Not all experiments are best-suited to local execution. Sometimes, you just need that additional power of a dedicated VM in the cloud - or just the ability to close your laptop and walk off, while the experiment continues to run. ZenML, with it’s strong focus on integrations, provides a convenient way to achieve this with the built-in Google Cloud VM orchestration.

An added plus to this integration is the ability to use preemptible instances, which is a type of instance on GCP that you can create and run at a much lower price than normal instances. Usually, preemptible instances come with a big disadvantage of being shut down at any point within 24 hours by GCP. However, most ZenML pipelines are done well before that.

To directly see the code, head over to GitHub. Otherwise, follow along here.

Prerequisites

Running workloads on Google Cloud is simple to set up. Only a few requirements need to be met:

  1. You need a Google Cloud Account. If you don’t have one yet, signing up is free and gives 300$ in credits for you to spend. Please note the name of your Google Cloud Project for later use.

  2. You need a Google Cloud Storage Bucket that you’ll use as your Artifact Store. Please note the path to the bucket you want to use: gs://your-bucket-name/optional-subfolder

  3. You also need a Google Cloud SQL MySQL instance to be used as your Metadata Store. For a successful connection, four details will be required in this tutorial: 1. The name of a database (you’re free to choose) 2. A username 3. A corresponding password 4. The Google Cloud SQL connection name. The connection name can be found in the details of your CloudSQL instance, and it usually has the format: PROJECT:REGION:INSTANCE_NAME, where:

    1. PROJECT is the name of your Google Cloud Project,

    2. REGION is the region you created your MySQL instance in,

    3. INSTANCE_NAME is the name you gave your MySQL instance,

  4. An authenticated, local installation of the gcloudcommand line.

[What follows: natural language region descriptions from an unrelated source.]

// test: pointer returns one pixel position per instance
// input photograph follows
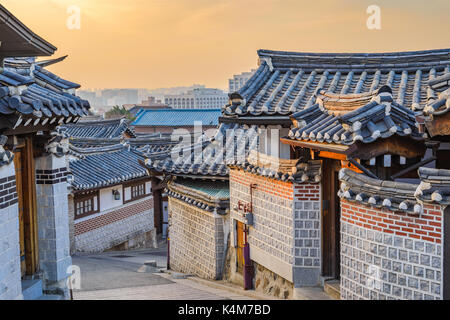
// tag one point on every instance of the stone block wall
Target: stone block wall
(307, 226)
(53, 222)
(10, 277)
(197, 240)
(391, 255)
(113, 227)
(285, 236)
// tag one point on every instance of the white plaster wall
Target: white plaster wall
(107, 199)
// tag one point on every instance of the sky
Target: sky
(163, 43)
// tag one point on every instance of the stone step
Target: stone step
(50, 297)
(333, 288)
(31, 289)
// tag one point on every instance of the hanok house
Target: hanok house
(34, 255)
(111, 201)
(361, 220)
(99, 129)
(196, 179)
(175, 120)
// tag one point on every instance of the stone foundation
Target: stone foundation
(197, 240)
(390, 255)
(270, 283)
(10, 285)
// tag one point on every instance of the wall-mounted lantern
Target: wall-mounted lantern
(116, 195)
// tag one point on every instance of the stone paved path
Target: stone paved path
(114, 276)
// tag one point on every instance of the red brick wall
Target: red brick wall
(113, 216)
(427, 226)
(307, 192)
(270, 186)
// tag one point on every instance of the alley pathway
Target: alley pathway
(114, 276)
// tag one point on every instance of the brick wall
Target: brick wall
(10, 277)
(285, 236)
(390, 255)
(113, 227)
(196, 240)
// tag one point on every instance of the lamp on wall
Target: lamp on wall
(116, 195)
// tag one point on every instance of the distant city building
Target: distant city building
(167, 120)
(199, 98)
(239, 80)
(151, 103)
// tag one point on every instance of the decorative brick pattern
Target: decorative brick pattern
(109, 217)
(10, 285)
(307, 226)
(273, 225)
(286, 224)
(8, 192)
(427, 226)
(196, 240)
(51, 176)
(386, 255)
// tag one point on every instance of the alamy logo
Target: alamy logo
(373, 277)
(374, 20)
(74, 279)
(74, 20)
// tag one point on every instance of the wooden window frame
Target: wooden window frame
(82, 198)
(135, 184)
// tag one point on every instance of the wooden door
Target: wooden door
(26, 193)
(19, 178)
(331, 219)
(240, 236)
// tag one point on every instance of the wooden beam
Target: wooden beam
(363, 169)
(331, 147)
(332, 155)
(400, 146)
(412, 167)
(439, 125)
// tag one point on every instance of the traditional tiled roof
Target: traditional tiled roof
(177, 117)
(105, 129)
(284, 170)
(346, 119)
(395, 196)
(440, 104)
(6, 156)
(29, 93)
(206, 195)
(105, 166)
(435, 186)
(230, 145)
(287, 82)
(18, 40)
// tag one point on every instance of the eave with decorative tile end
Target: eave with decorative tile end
(393, 196)
(100, 129)
(435, 186)
(436, 115)
(31, 96)
(282, 169)
(207, 159)
(206, 195)
(6, 156)
(58, 145)
(335, 120)
(96, 168)
(288, 82)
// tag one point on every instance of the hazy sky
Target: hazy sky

  5. A local CloudSQL proxy running that proxies your CloudSQL instance for use locally.

Getting started

This tutorial picks up where the quickstart ends. Nevertheless, I’ll walk you through a full pipeline, just to make sure nothing breaks at an unforseen stage. Feel free to skip ahead if you’re already familiar with ZenML pipelines.

Required imports

With the prerequisites in hand, we can jump straight in. First things first, let’s import all we need for this tutorial, and let’s create the (for now empty) training pipeline object.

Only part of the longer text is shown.